Nanoplasmonic Fluorescence Enhancement Applied to Study of Ion Channels

Abstract

A metal nanoparticle can act as an antenna capable of increasing both the excitation rate and quantum yield of a fluorophore in close proximity to the nanoparticle. These properties thus enhance the fluorescence yielding an increase in brightness and decrease of the photobleaching rate - a highly useful tool in fluorescence studies of membrane proteins from the macroscopic to single molecule level. We have applied this technique to image purified membrane proteins in supported bilayer. The biological sample is purified KcsA K-channels labeled with TMR-6-M in the bundle crossing and reconstituted as proteoliposomes. We have also studied the membrane fluorophore DiI C18 in supported bilayer as a control.

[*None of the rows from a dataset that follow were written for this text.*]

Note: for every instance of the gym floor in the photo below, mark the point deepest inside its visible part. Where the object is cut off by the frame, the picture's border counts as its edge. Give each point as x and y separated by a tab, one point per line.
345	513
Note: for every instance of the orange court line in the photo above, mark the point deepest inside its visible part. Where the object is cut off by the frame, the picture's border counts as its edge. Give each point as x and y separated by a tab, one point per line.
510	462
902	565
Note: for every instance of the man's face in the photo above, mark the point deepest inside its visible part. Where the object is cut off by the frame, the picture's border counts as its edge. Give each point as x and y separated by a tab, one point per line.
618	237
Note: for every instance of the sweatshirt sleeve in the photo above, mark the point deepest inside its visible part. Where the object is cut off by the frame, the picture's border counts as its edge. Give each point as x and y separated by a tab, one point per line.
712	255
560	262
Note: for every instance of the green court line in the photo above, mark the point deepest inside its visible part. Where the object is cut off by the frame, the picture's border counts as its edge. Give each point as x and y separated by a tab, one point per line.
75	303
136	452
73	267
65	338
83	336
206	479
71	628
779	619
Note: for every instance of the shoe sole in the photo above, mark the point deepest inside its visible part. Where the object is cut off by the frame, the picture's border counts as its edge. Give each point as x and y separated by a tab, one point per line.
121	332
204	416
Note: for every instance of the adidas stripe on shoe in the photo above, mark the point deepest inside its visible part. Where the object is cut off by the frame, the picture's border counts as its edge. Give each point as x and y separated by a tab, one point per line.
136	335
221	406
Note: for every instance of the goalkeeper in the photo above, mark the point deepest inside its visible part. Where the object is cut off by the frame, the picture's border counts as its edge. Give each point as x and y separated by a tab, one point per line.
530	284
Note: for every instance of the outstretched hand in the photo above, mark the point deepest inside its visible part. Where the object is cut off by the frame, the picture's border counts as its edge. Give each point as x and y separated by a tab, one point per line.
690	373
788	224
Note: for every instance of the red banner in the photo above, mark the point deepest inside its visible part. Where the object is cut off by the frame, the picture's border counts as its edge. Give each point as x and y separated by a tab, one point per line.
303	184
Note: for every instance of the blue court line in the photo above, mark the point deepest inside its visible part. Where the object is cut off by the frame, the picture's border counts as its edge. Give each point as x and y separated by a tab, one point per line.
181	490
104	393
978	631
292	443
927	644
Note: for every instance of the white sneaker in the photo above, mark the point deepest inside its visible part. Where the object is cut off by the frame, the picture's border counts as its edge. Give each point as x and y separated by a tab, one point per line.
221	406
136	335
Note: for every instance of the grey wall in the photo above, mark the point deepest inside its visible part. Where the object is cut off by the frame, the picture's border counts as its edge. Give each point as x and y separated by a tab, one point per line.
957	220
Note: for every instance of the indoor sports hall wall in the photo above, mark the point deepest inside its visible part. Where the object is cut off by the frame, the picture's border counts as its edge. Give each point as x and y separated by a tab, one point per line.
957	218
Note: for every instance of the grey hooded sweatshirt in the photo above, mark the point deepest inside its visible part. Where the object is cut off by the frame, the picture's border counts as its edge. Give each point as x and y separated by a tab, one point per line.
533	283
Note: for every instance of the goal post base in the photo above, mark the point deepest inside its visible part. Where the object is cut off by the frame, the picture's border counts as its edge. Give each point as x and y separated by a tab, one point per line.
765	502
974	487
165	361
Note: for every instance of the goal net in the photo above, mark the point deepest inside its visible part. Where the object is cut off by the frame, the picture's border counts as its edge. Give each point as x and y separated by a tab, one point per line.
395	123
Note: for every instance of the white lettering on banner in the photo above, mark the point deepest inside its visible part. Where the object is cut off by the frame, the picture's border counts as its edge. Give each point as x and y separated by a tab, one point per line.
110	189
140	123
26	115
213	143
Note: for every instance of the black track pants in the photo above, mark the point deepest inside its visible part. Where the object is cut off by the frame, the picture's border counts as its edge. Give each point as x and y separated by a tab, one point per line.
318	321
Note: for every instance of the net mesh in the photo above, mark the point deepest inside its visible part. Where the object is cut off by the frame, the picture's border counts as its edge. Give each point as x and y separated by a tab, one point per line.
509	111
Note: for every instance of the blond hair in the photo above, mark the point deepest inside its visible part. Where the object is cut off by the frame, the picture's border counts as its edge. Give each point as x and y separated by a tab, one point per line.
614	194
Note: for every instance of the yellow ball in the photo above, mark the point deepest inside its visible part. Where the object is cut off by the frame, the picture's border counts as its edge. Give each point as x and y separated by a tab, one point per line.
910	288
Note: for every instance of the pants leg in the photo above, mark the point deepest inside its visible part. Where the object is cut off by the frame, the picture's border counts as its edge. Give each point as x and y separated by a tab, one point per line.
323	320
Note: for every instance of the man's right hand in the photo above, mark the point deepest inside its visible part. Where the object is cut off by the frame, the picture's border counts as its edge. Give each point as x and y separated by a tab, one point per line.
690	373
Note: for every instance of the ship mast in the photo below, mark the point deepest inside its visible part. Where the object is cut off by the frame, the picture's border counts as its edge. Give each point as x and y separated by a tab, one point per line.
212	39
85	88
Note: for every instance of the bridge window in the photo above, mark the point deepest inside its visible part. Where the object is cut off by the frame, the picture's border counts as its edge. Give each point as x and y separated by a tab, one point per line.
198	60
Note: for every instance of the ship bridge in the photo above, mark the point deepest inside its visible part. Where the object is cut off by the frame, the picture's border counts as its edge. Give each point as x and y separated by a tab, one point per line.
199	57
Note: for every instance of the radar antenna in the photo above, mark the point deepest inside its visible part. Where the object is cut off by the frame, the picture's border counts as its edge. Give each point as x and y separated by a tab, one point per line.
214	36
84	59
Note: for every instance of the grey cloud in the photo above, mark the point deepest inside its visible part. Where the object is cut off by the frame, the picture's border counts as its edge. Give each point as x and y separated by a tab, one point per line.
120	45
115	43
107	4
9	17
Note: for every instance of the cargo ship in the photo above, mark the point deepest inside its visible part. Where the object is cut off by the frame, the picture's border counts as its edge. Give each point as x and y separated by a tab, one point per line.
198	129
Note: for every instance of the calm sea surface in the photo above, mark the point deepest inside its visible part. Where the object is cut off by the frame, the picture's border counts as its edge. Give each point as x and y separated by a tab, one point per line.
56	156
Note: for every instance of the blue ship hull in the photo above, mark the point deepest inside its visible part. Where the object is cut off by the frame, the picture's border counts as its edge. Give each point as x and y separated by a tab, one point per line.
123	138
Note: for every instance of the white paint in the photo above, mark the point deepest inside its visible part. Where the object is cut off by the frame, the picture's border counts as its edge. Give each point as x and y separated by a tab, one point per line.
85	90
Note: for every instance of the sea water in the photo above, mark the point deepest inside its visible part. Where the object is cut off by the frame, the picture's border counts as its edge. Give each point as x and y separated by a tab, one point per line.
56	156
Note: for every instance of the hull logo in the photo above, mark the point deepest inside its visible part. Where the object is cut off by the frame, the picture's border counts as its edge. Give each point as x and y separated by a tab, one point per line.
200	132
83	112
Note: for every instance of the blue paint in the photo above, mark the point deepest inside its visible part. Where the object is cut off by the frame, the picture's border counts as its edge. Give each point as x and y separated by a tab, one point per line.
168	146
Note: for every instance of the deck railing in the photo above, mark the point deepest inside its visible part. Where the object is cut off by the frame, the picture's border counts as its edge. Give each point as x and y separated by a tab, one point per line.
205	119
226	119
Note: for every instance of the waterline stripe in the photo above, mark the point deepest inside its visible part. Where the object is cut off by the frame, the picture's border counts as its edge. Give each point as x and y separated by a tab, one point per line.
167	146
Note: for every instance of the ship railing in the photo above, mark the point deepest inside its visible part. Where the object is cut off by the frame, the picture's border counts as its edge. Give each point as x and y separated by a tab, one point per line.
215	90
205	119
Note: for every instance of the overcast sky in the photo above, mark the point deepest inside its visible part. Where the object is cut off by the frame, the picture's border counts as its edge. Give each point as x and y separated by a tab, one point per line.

Among the many approaches towards fabrication of effective nanoparticles, we have synthesized spherical silver nanoparticles of ∼100 nm diameter coated with a thin SiO2 outer layer (Ag@SiO2). We have explored different size particles and various SiO2 thicknesses to find experimental conditions for optimal fluorescence enhancement. The SiO2 layer provides protection from chemical attack, acts as a spacer layer to avoid direct metal-fluorophore quenching, and allows surface functionalization. We have conjugated silica-coated silver particles to glass coverslips via polylysine (PL) in order to achieve a high-density silver nanoparticle monolayer. We record fluorescence from the labeled ion channels in an inverted TIRF microscope configuration imaged with a high-speed EMCCD camera. KcsA proteoliposomes are added to an Ag@SiO2-PL coverslip surface to rupture as supported bilayer patches for single molecule imaging. DiI liposomes were used in the same way. The KcsA-TMR and DiI samples show enhancement of at least 4-fold and 10-fold, respectively, compared to the same sample without nanoparticles. These results demonstrate the utility of this technique in fluorescence studies of ion channels or other membrane proteins. Supported by NIH 1R21MH078822 & 1F31NS054532.